Recall that for any binary relation R on set A. We have,

R is reflexive if for all x ∈ A, xRx.

R is symmetric if for all x, y ∈ A, if xRy, then yRx.

R is transitive if for all x, y, z ∈ A, if xRy and yRz, then xRz.

We have

xy is the square of an integer. x, y ∈ N.

This relation is defined on N (set of Natural Numbers)

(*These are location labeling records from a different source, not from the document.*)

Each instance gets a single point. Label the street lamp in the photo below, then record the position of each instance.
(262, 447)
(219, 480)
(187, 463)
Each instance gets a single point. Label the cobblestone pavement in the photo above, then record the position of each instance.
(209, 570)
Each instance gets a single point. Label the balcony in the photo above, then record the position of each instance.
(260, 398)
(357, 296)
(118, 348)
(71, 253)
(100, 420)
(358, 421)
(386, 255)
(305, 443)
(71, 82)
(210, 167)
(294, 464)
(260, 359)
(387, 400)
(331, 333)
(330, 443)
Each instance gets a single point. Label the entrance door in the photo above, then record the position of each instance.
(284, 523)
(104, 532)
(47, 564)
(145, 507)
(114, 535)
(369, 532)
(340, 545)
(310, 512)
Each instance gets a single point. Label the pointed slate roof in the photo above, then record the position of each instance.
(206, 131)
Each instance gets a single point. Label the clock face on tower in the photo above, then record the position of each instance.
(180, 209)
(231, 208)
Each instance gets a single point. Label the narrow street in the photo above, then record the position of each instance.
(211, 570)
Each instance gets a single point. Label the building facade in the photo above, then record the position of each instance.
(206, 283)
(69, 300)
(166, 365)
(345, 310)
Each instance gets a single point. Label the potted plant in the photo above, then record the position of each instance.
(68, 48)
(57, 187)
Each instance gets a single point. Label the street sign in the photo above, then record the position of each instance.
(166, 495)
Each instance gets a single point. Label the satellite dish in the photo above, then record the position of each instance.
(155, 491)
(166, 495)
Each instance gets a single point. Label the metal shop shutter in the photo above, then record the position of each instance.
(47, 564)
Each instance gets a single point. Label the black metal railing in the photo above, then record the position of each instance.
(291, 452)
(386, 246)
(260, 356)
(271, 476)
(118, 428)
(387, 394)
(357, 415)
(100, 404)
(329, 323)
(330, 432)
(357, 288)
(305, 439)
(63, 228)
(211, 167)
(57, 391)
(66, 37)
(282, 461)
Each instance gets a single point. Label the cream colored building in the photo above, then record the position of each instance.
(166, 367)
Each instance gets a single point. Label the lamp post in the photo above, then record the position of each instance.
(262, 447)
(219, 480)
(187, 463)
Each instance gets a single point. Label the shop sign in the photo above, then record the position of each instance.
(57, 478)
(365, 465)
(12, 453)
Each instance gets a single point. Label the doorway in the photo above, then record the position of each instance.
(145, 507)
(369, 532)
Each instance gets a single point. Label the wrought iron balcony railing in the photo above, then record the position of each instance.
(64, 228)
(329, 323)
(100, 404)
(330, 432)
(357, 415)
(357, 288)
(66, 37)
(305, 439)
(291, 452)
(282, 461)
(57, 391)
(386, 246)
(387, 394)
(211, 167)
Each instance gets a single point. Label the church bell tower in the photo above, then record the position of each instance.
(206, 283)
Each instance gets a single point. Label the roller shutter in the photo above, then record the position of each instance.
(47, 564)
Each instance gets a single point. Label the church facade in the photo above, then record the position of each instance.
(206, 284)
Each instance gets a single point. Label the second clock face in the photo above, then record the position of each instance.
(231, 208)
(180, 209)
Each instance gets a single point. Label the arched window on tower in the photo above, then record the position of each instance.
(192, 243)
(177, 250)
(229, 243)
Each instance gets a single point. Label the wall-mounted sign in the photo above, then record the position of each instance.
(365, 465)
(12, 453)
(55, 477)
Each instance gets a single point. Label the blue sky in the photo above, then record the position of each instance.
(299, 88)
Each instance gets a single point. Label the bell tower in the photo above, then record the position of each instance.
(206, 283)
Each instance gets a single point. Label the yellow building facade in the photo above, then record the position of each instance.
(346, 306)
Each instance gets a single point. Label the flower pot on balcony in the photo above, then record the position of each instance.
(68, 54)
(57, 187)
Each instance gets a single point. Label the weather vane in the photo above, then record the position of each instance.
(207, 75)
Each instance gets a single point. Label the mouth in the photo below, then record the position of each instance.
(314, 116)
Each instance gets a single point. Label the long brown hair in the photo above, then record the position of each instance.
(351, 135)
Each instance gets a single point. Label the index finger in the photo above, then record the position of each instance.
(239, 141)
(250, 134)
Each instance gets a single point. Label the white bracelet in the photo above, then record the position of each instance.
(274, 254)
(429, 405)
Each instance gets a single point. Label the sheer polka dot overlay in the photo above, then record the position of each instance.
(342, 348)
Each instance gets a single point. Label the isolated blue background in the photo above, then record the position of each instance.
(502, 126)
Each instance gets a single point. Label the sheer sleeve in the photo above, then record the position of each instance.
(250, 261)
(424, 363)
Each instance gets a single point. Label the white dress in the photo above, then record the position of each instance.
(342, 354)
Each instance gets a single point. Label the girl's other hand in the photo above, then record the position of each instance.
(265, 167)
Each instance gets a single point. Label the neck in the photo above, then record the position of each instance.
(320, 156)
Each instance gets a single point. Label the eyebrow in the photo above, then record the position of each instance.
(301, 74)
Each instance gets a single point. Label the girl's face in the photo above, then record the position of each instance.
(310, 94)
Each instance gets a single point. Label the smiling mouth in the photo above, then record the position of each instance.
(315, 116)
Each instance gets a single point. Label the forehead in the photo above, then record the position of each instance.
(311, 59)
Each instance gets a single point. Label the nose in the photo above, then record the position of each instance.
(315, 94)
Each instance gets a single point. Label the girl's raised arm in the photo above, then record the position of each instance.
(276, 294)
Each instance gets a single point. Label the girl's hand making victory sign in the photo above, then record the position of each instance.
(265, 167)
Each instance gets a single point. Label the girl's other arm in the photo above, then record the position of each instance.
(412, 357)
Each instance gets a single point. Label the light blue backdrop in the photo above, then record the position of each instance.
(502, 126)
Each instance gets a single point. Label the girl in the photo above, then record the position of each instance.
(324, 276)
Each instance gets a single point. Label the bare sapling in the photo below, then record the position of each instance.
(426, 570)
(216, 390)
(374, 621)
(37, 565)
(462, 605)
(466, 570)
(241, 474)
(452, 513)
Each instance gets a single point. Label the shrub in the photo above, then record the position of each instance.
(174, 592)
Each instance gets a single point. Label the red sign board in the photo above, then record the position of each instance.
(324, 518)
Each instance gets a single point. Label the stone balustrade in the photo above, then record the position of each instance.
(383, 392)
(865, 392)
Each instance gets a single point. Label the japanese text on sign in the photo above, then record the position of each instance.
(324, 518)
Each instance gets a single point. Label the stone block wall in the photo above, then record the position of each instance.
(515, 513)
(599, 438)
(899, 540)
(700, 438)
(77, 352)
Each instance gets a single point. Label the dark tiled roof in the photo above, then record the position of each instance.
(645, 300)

The relation can also be defined as

R = {(x, y): xy = a², a = √(xy), a ∈ N} on N

Check for Reflexivity:

∀ x ∈ N

We should have, (x, x) ∈ R

⇒ xx = a², where a = √(xx)

⇒ x² = a², where a = √(x²)

which is true every time.

Take x = 1 and y = 4

xy = a²

⇒ 1 × 4 = (√(1 × 4))² [∵ a = √(xy)]

⇒ 4 = (√4)²

⇒ 4 = (2)²

⇒ 4 = 4

So, ∀ x ∈ N, then (x, x) ∈ R

⇒ R is reflexive.

Check for Symmetry:

∀ x, y ∈ N

If (x, y) ∈ R

⇒ xy = a², where a = √(xy)

Now, replace x by y and y by x. We get

yx = a², which is as same as xy = a²

where a = √(yx)

⇒ yx = a²

⇒ (y, x) ∈ R

So, if (x, y) ∈ R, and then (y, x) ∈ R ∀ x, y ∈ N

⇒ R is symmetric.

Check for Transitivity:

∀ x, y, z ∈ N

If (x, y) ∈ R and (y, z) ∈ R

⇒ xy = a² and yz = a²

⇒ xz = a², may or may not be true.

Let us take x = 8, y = 2 and z = 50

xy = a², where a = √(xy)

⇒ (8)(2) = (√(8 × 2))²

⇒ 16 = (4)²

⇒ 16 = 16, which is true.

yz = a²

⇒ (2)(50) = (√(2 × 50))²

⇒ 100 = (10)²

⇒ 100 = 100, which is true

xz = a²

⇒ (8)(50) = (√(8 × 50))²

⇒ 400 = (20)²

⇒ 400 = 400

We won’t be able to find a case to show a contradiction.

⇒ xz = a²

⇒ (x, z) ∈ R

So, if (x, y) ∈ R and (y, z) ∈ R, and then (x, z) ∈ R

∀ x, y, z ∈ N

⇒ R is transitive.

Hence, the relation is symmetric and transitivity, but not reflexive.